Easiest Mistakes to Make In Spreadsheets

The most fundamental mistake beginners make when working in spreadsheets. But once you know what this mistake is, We can recognize it and we can recognize when we're making this mistake. I'll show you some very simple changes that you can make to your spreadsheets as you're making this mistake.

Easiest Mistakes to Make In Spreadsheets

In today’s tutorial, I'm going to explain the most fundamental mistake beginners make when working in spreadsheets, no matter what you use – Google sheets, Microsoft Excel, Apple Numbers, or Libra Office – you might be making this mistake.

I almost think everybody makes this mistake. You might be making this. Even years after first using spreadsheets and you know what, this is a silly mistake to make, and it's not life threatening. No one's ever going to correct you unless there's someone like me who thinks that we can make better sheets thinks that we can do better with our time and get over this mistake.

But once you know what this mistake is, We can recognize it and we can recognize when we're making this mistake. I'll show you some very simple changes that you can make to your spreadsheets as you're making this mistake. And you'll never make this mistake again, or you'll catch yourself very early on and you'll be able to catch others.

What’s the mistake?

Well, the mistake the beginners make mostly is forgetting the relational value of spreadsheets. You may make this mistake early on in a spreadsheet or later on in a spreadsheet. Let's start at the very basics and why this might be a mistake.

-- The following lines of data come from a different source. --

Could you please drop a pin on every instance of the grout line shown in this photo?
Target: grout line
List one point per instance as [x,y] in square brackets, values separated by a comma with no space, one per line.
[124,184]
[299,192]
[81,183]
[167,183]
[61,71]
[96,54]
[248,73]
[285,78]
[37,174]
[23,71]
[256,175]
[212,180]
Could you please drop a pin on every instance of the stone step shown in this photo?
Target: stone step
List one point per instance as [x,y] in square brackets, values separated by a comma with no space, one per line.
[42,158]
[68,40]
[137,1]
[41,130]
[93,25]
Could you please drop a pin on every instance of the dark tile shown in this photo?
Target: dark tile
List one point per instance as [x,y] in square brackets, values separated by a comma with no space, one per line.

Rows are relations. Everything on a row, across a row in a spreadsheet is something that is related to one. and columns are also relations. That means that every cell in a column should be related to each other and every cell in a row should be related to each other. In addition to that, everything on a single sheet or a single tab should be related.

Everything in a worksheet, all the data in a single Google sheets file is related.

When we forget about that, we make this mistake. We make the mistake of adding data or notes or things that just aren't related. The new software that is sort of post-spreadsheet actually exacerbates this problem and exacerbates the mistake. And, in fact, sort of leans into this mistake and doesn't solve it. so something like notion where you can start throwing down ideas and data together, they allow you to make this mistake and they don't solve for it.

This mistake happens that you have some notes, some data, everything there, something like Air Table as well might seem like a solution where you have a record and you can view and edit it in different ways. But it actually makes this mistake easier to make because on some views, you don't see the rows and columns. You start adding more information. You add a notes column and you just fill it with a ton of different things.

You'll notice this problem when you do that. I notice this problem. Whenever I see a notes column and see all different kinds of things other than notes, like notes of all different types.
When we can write anything anywhere, and we can even link them, for example, via bidirectional links in Roam, this mistake is made time and time again.

Let's go back and identify when this mistake happens.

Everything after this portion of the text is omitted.